Climatic niche model
I developed MaxEnt climatic niche model in R using the ENMeval package (Muscarella et al., 2014) by considering eight climatic variables. I validated each model with 10-fold cross-validation, tuned it using six feature class combinations (”L”, ”LQ”, ”H”, ”LQH”, ”LQHP”, ”LQHPT”) and several candidate regularisation multipliers. While choosing the best model, I chose the one with the highest AUC (the Area Under the Curve) score. I used the ‘checkerboard2’ evaluation method to handle model overinflation resulting from biased sampling (Muscarella et al., 2014; Chowdhury et al., 2021b,e), which partitions both geospatial records and background points into evaluation bins to reduce spatial autocorrelation between points in the testing and training bins (Muscarella et al., 2014). I used the best-fitted model (with the current climatic data) and predicted the future suitability (with the future climatic data) using the ‘dismo’ R package (Hijmans et al., 2017).

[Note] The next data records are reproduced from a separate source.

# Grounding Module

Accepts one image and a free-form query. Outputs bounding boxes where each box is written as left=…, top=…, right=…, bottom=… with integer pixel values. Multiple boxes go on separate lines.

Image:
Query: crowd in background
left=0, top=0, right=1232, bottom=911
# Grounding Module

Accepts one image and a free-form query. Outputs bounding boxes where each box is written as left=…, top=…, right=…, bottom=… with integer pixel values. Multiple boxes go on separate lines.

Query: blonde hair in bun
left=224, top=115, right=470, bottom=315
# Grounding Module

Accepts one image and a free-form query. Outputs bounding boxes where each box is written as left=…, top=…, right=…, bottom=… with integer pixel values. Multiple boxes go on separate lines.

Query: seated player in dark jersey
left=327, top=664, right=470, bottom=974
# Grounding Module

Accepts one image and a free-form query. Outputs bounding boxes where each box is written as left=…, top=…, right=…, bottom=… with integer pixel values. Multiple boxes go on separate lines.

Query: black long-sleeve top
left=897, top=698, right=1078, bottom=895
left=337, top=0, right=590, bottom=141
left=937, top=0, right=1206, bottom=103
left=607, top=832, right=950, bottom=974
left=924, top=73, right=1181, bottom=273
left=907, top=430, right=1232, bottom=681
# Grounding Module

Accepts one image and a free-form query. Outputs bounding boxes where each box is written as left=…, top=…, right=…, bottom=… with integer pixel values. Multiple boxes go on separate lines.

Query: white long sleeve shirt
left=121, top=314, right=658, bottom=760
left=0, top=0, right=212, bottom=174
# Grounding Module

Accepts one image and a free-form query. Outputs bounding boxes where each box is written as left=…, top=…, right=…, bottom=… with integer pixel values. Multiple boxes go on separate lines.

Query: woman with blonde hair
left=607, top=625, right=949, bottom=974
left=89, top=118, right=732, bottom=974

Based on the maximum sum and sensitivity statistics, I did threshold the suitability map (Liu et al.,2016) and converted it into binary (1 (presence): suitability value > threshold; 0 (absence): suitability value ≤ threshold). To threshold the future suitability map, I used the same threshold value obtained from the best-fitted model under the current climatic condition. Overall, I obtained five suitability maps (current, ssp126, ssp245, ssp370, and ssp585) for each of the 242 butterfly species.